Looking at the expression you wrote in bad_message, it seems like this error message is correct because:
- The two arms of the conditional have tuple types, but not the same tuple type.
- The tuple element types are not compatible with one another, so Terraform cannot automatically coerce this into a list of objects.
- Tuple types are not required to have homogeneous element types -- that's what differentiates tuple types from list types -- and so neither of the conditional arms are invalid when taken in isolation.
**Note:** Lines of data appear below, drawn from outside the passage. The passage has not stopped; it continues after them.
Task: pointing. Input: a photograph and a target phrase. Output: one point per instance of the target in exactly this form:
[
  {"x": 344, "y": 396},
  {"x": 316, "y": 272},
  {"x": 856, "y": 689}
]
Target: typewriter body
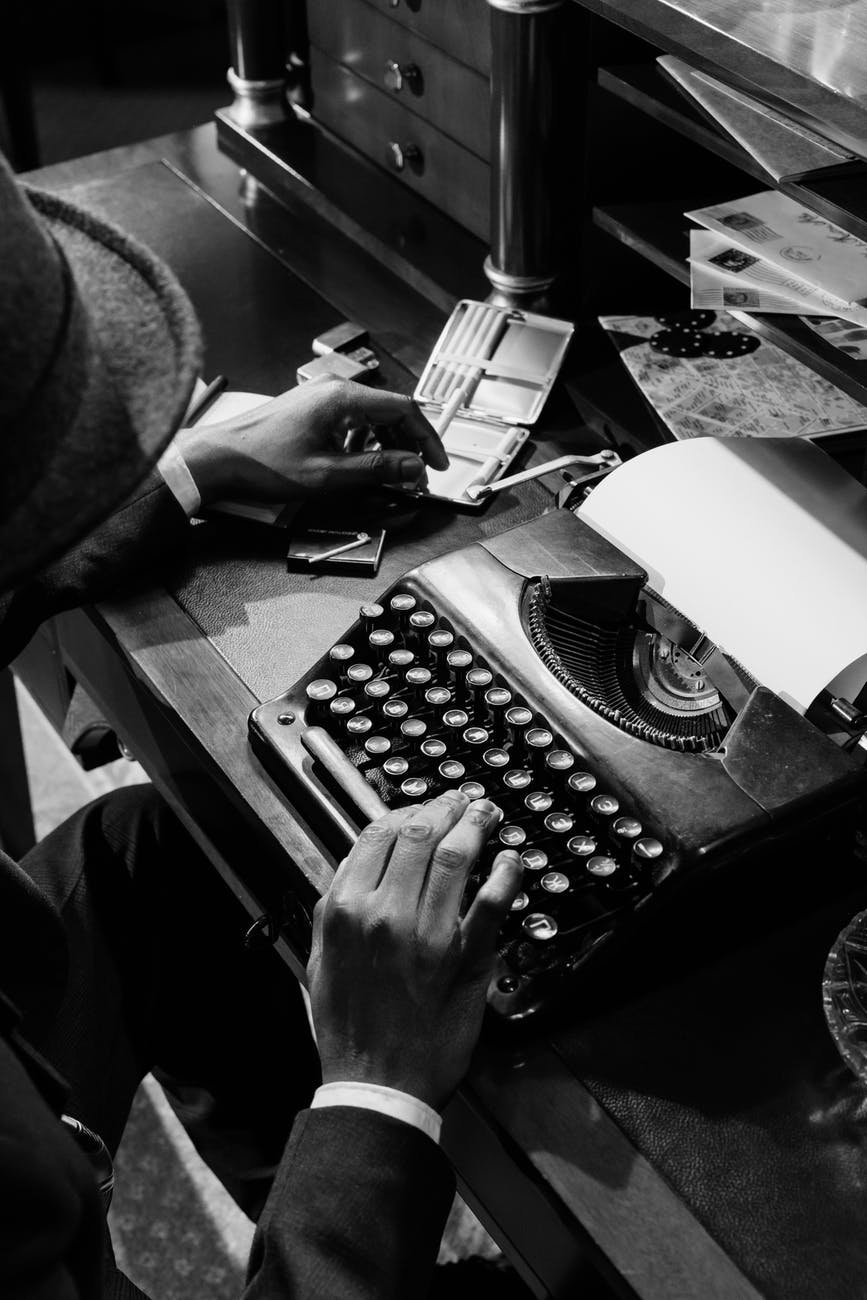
[{"x": 633, "y": 759}]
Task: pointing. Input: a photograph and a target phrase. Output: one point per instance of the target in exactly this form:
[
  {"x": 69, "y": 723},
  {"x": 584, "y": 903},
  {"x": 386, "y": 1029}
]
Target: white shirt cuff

Because Terraform's attempts to guess what you might have meant and apply implicit type conversions failed, Terraform just fell back on returning the most direct description of the original problem: the conditional expression arms are of different tuple types.
While I can use my human intuition to infer from the context what you intended this expression to mean, I'm not sure how to express that as a rule we could write in code to produce the error message you proposed. It would require Terraform to guess that you intended these tuples to be converted to lists and that it's the failure to convert to list that was the problem, not the direct type inconsistency.
Being explicit that the conditional result arms are supposed to be lists gives Terraform the extra hint required to get the error message you wanted:
> flatten([
: for n in [{ o = [1] }, { o = [2] }] :
: n.o[0] == 1
: ? tolist([n])
: : tolist([for k in [1, 3] : merge({ a = k }, n)])
: ])
╷
│ Error: Inconsistent conditional result types
│
│ on <console-input> line 4:
│ (source code not available)
│
│ The true and false result expressions must have consistent types. Mismatched list element types: The 'false' value includes object attribute "a",
│ which is absent in the 'true' value.
╵
...but without that hint Terraform concludes that you must've intended the results to be tuples, because the automatic conversion to list failed.
I agree that what happened here isn't ideal, but I'm not really sure what to do about it. The best idea I have is to extend the error message to explicitly acknowledge the failed attempt at type conversion somehow. For example:
The true and false result expressions must have consistent types. The 'true' tuple has length 1, but the 'false' tuple has length 2. The tuples have mismatched element types, so automatic conversion to list is also impossible.
We've run into trouble in the past putting this sort of extra content in error messages because folks who only skim error messages tend to shut off and fail to process the message at all when there's more than one possibility to consider. But perhaps it would be okay in this case, since I'd imagine that intent to convert to a list is the more likely case than trying to select between two different tuple types.
(This error message actually belongs to HCL rather than to Terraform, so if we choose to make a change like I described above then we'll need to do it in the HCL repository rather than here.)